On Sunday, Murphy gave some insight into his thinking behind the new restrictions.

“I saw too many videos last night of packed bars, people passing bottles drinking from the same bottle, literally globbed on top of each other,” Murphy said. “Short of shutting the entire state down, clipping establishments by a number of hours each night in particular, we believe will have a meaningful, positive outcome in terms of social distancing.”

Cuomo said Monday that coming up with the same rules for closings across several states is “imperative” to prevent people simply driving from one locale to another to evade coronavirus-related closures.

“So don’t even think about going to a neighboring state because there’s going to be a different set of conditions,” Cuomo said, adding that the three states are “the only region in the country” to have taken such coordinated action.

Murphy emphasized that people who feel healthy have as important a role to play in this moment as people who are feeling ill.

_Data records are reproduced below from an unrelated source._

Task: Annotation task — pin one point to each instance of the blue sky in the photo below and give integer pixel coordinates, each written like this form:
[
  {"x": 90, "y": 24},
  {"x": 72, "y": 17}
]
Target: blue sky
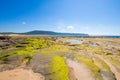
[{"x": 95, "y": 17}]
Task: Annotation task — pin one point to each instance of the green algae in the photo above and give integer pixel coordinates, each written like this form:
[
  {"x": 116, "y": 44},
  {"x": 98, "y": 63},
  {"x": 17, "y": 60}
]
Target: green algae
[{"x": 60, "y": 69}]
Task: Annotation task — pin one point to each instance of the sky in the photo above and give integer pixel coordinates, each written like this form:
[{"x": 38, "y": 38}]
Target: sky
[{"x": 94, "y": 17}]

“Just because you don’t feel sick  — and this is a particular shout-out to our young people — it doesn’t mean you aren’t carrying the virus,” he said. “The last thing anyone should be thinking about is going out and potentially spreading the disease.”

Schools prep for meal distribution, home instruction

As officials in Pennsylvania, Delaware and several other states ordered their schools to close last week, Murphy said he held off to give districts more time to figure out how to teach children remotely and distribute the free and reduced-price school meals that many students rely on.

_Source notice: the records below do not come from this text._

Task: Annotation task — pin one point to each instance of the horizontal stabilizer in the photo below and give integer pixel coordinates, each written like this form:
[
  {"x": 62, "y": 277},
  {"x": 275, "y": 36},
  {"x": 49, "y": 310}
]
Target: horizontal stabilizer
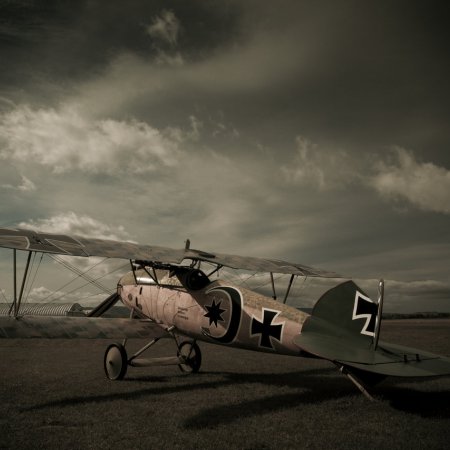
[
  {"x": 78, "y": 327},
  {"x": 387, "y": 359},
  {"x": 343, "y": 329}
]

Many districts started announcing those plans over the weekend, and each plan has its own wrinkles.

In Camden, where 16,000 children attend a mixture of traditional public, charter and Renaissance schools, all students regardless of family income can pick up free breakfast and lunch at any one of 11 sites across the city.

Camden students are to report to school Tuesday to pick up “remote learning packets,” which will guide their instruction for at least the next two weeks. Teachers are planning to use web-based apps or the phone to communicate with students based on whether they have internet access at home.

In Atlantic City, which is beginning remote instruction Tuesday for its roughly 7,000 students, breakfast and lunch will be provided only for those students who qualify for free or reduced-price meals. Elementary schools will serve as the pick-up points.

The district is also handing out Chromebooks to all students in grades 3 through 12 while giving paper packets to younger children.

Murphy said schools will remain closed for at least two weeks and stay that way “until such time as deemed by health officials to be safe.”

FEMA testing sites coming to N.J.

Officials also said Monday that New Jersey was identified as one of 12 “priority states” that will have coronavirus testing set up and supplied by the Federal Emergency Management Agency, or FEMA.

State Police Superintendent Col. Patrick Callahan said the facilities would be operational “very soon” at Bergen County Community College and PNC Bank Arts Center in Monmouth County, allowing the state to step up the number of people it can screen for the virus.

Bergen and Monmouth counties have seen among the highest number of COVID-19 cases statewide, at 61 and 14 respectively.